Sabbath Poems – Wendell Berry
Apple Store conversations
I look around the store, packed with products that promise connection, and remark that it looks and feels like a temple. Turkle nods. She surveys the airy space, streaked with sunlight, bustling with people, and thunderous with the din of human voices. “Everybody’s talking,” she muses. “And nobody’s talking about anything except what’s on the machines.”
https://www.theatlantic.com/magazine/archive/2014/01/the-eavesdropper/355727/
Feelings
I suspect that feelings always played a bigger role in policymaking than we might like to think. I mean, FDR set the price of gold based on what numbers he thought were lucky.
Jonah Goldberg
Sunflowers
The sunflower, that plant which in shadow turns its head relentlessly toward the sun, is the patron saint of those in despair. When darkness descends on the soul, it is time, like the sunflower, to go looking for whatever good thing in life there is that can bring us comfort.
Scarred by Struggle, Transformed by Hope
Grasping
If we did not grasp so tightly, it would not be so difficult to let go, true, but in the end it is not the grasping that is the problem. It is the inability to relax, to detach, to disengage long before this present debacle that takes us down. We have centered our lives in impermanence and failed to call it fleeting. We make one thing the definition of the self and when it goes, the core of us goes with it.
Scarred by Struggle, Transformed by Hope
Grief
twelfth-century Persian poet Jalaluddin Rumi put it this way: I saw Grief drinking a cup of sorrow and called out, “It tastes sweet, does it not?” “You’ve caught me,” Grief answered, “And you’ve ruined my business. How can I sell sorrow when you know it’s a blessing?”
Decline of Religion in America
By any measure, religiosity in America is declining.
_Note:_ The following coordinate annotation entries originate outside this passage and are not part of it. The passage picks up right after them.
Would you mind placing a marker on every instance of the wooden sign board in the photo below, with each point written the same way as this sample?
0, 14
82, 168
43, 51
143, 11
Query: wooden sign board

As this report will show, since peaking in 1960, the share of American adults attending any religious service in a typical week has fallen from 50 percent to about 35 percent, while the share claimed as members by any religious body has fallen from over 75 percent to about 62 percent. Finally, the share of Americans who self-identify or report being affiliated with any religion has fallen from over 95 percent to about 75 percent.
Promise and peril: The history of American religiosity and its recent decline.
Low Point
The lowest point in American religion, in terms of affiliation and church attendance, was in 1780.
Promise and peril: The history of American religiosity and its recent decline.
American Christianity
American Christianity makes salvation a personal commodity. It’s something you acquire through invocation–say the right prayer and you’re in. It places certain social and moral expectations on us, but it doesn’t infringe upon our liberty. No one can place expectations upon us. It’s an insurance policy we purchase that allows us to pursue the American dream without fear of our eternal future.
Jayson Bradley
Patriotism
All that patriotism requires, and all that it can be,
is eagerness to maintain intact and incorrupt
the founding principles of the nation, and to preserve
undiminished the land and the people. If national conduct
forsakes these aims, it is one’s patriotic duty
to say so and oppose. What else have we to live for?
Wendell Berry
Opinions
We now have pocket-sized megaphones for our self-righteousness. The sheer number of opining voices confronting us on any given day is fathomless.
Around three billion of us globally are on social media. In the U.S., people spend an average of two hours per day on networking platforms — a total of one month a year, scrolling through catfights and cat photos.
Straw man Fallacy
The “Straw Man” fallacy is one where someone “deliberately misrepresents another person’s argument, re-frames it as something extreme and ridiculous, and then attacks that “Straw Man” instead.”